Make your vocation your vacation. I think that’s one of the smartest business concepts that I’ve ever run across. I learned it from a book called Work is My Play by Wallace E. Johnson, one of the founders of Holiday Inn.

One of the things that Johnson says in his book that I like so much is this: the secret of success is to work half a day. It doesn’t matter which half you work; just make sure you work half a day. Now, you have to take that in its proper context, because he isn’t talking about a standard eight-hour workday. He’s talking about a day, the full 24-hour period from sunrise to sunrise, which means your “half-day” is 12 hours long. If that just shuts you down flat, consider this: when you study all the great business successes, you’ll see that they were not accomplished by people who punched time clocks like most people do. Average workers put in their 40 or 50 hours, but their real life exists beyond what they do for a living.
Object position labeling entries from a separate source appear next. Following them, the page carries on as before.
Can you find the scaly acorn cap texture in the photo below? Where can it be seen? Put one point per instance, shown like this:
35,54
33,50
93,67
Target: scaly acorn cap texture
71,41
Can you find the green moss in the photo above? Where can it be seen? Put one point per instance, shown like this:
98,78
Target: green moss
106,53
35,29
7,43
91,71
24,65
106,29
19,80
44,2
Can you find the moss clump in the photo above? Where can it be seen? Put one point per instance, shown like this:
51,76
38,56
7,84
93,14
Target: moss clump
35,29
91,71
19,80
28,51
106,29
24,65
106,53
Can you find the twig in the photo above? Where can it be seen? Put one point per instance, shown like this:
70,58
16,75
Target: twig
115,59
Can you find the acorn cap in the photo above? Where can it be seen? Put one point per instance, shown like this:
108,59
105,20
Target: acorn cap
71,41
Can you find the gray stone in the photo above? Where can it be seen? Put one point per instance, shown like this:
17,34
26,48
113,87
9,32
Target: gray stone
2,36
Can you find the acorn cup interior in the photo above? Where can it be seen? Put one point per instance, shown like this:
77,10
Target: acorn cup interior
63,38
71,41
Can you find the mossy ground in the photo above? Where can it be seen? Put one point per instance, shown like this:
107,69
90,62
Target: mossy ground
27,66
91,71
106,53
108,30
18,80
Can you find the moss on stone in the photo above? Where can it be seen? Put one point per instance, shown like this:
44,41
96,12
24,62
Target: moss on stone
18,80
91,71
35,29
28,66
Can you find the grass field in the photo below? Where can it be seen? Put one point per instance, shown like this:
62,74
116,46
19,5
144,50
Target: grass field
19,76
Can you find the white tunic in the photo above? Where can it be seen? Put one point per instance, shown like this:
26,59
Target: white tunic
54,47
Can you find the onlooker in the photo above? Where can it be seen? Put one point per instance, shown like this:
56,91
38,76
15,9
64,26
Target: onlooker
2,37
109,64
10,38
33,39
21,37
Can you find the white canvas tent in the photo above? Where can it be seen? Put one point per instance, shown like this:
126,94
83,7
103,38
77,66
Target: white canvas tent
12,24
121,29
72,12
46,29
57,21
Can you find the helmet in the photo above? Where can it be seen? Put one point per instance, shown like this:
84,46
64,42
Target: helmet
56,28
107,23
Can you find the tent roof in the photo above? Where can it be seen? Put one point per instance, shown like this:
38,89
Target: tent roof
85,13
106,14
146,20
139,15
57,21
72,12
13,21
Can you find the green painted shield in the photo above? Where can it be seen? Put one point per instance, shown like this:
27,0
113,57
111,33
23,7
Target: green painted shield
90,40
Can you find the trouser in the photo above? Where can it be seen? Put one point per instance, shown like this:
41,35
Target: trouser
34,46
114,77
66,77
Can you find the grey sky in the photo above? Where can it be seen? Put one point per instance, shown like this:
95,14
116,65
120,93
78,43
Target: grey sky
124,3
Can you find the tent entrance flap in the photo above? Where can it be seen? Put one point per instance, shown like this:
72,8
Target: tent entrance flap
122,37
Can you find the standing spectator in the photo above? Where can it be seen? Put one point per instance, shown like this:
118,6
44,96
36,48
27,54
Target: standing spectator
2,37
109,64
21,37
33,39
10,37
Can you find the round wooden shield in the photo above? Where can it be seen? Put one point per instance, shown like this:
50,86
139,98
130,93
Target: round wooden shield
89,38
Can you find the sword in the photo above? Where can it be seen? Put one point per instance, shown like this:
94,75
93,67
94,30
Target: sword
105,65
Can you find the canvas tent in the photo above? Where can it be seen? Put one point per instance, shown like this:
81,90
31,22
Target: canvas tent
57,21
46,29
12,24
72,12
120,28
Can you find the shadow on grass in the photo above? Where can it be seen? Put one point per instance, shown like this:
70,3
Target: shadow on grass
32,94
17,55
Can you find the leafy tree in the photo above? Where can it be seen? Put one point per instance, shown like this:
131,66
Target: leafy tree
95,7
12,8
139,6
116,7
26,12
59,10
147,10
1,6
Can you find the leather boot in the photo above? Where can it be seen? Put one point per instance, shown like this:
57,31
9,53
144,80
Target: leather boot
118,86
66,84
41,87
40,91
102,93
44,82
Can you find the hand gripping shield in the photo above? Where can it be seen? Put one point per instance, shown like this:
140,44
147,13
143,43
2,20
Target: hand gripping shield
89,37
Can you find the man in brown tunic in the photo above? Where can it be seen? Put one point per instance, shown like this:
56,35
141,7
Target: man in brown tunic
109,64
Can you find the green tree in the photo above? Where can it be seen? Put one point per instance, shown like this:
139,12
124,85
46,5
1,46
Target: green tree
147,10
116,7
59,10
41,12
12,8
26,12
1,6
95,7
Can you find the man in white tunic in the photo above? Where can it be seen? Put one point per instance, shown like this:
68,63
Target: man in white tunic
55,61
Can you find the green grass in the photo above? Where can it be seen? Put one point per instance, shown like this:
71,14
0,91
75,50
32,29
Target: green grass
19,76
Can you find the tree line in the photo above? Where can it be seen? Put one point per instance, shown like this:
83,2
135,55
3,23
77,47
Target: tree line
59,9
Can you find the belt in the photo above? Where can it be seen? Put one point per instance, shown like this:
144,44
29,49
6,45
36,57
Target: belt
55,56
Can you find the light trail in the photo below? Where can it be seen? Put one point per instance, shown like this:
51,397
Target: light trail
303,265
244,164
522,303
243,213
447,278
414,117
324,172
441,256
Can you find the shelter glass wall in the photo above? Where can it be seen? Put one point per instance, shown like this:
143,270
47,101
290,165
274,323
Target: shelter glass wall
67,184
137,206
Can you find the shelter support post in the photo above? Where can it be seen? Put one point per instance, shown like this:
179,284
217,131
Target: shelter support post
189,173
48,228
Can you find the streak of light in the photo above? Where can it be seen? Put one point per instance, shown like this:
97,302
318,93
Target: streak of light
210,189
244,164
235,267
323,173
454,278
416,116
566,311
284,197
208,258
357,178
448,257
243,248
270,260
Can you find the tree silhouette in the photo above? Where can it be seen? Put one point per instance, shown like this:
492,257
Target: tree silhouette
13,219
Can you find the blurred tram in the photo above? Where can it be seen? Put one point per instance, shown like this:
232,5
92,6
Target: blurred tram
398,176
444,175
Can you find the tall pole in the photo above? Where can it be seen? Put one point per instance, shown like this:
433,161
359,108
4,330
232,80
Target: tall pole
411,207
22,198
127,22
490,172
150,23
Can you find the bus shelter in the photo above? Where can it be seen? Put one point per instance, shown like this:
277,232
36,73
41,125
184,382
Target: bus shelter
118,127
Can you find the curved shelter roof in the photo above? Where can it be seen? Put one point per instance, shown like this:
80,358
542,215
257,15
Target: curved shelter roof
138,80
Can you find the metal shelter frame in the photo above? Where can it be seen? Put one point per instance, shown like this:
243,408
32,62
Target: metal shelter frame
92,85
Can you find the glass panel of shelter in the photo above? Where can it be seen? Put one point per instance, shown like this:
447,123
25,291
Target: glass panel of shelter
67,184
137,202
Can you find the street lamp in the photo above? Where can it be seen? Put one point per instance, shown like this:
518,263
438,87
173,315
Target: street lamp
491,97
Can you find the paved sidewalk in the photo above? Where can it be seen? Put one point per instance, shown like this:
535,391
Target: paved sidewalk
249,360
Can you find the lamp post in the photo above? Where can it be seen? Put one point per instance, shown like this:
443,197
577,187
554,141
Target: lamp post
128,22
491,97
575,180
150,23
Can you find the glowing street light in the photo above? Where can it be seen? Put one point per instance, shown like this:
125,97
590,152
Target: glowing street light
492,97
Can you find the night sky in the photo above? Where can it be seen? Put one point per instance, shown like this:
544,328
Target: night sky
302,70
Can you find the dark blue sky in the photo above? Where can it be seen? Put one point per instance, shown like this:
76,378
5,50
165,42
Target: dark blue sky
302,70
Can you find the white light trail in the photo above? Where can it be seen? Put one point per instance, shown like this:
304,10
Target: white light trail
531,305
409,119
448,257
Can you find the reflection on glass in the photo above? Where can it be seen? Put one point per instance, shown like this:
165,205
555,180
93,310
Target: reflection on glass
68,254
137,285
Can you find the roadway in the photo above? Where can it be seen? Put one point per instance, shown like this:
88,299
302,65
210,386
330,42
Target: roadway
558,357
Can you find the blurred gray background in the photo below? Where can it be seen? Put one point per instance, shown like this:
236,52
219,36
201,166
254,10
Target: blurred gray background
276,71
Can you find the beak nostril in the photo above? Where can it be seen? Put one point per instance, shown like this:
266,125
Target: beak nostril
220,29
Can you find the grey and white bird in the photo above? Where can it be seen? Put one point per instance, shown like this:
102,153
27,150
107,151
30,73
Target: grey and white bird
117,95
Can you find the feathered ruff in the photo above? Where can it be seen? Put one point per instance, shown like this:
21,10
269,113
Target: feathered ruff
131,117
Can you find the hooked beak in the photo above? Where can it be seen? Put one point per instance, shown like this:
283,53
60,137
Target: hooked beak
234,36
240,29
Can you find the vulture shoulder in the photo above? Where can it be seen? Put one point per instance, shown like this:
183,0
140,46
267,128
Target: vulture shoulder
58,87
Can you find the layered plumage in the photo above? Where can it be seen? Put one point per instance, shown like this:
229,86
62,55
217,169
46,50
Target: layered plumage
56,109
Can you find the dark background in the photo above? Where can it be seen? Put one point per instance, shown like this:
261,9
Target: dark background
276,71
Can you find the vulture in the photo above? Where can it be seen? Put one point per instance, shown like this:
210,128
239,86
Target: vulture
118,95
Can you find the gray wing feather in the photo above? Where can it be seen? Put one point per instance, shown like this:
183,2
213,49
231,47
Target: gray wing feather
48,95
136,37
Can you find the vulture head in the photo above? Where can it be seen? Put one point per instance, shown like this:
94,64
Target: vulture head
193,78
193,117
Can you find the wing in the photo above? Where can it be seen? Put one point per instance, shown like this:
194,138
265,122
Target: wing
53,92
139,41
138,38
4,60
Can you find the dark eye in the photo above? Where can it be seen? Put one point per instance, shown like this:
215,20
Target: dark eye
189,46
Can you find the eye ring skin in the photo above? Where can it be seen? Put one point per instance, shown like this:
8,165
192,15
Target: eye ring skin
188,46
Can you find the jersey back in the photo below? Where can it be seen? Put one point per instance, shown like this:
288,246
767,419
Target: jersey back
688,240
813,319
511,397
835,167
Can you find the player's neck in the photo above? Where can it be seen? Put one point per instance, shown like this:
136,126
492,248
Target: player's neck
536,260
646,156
Well, folks, the secret here is to throw your whole heart and soul into your business. Just put it all out there. My best analogy for that is the farmer. Farming isn’t really a job that people do for money. Farming is a lifestyle. It’s a part of who they are, and it’s every cell in their bodies. It’s what they live for; it’s their whole identity.

When I think about blurring the line between your work and play, I can’t help but think about the standard job mentality. It’s all about the money for most of us, isn’t it? Most people just naturally assume that that’s what I’m all about, too, because during the past two decades I’ve been “successful.” But they’re wrong. For me, it’s all about the game. It’s about the excitement. It’s about the freedom. It’s about the fun, the adventure of competing.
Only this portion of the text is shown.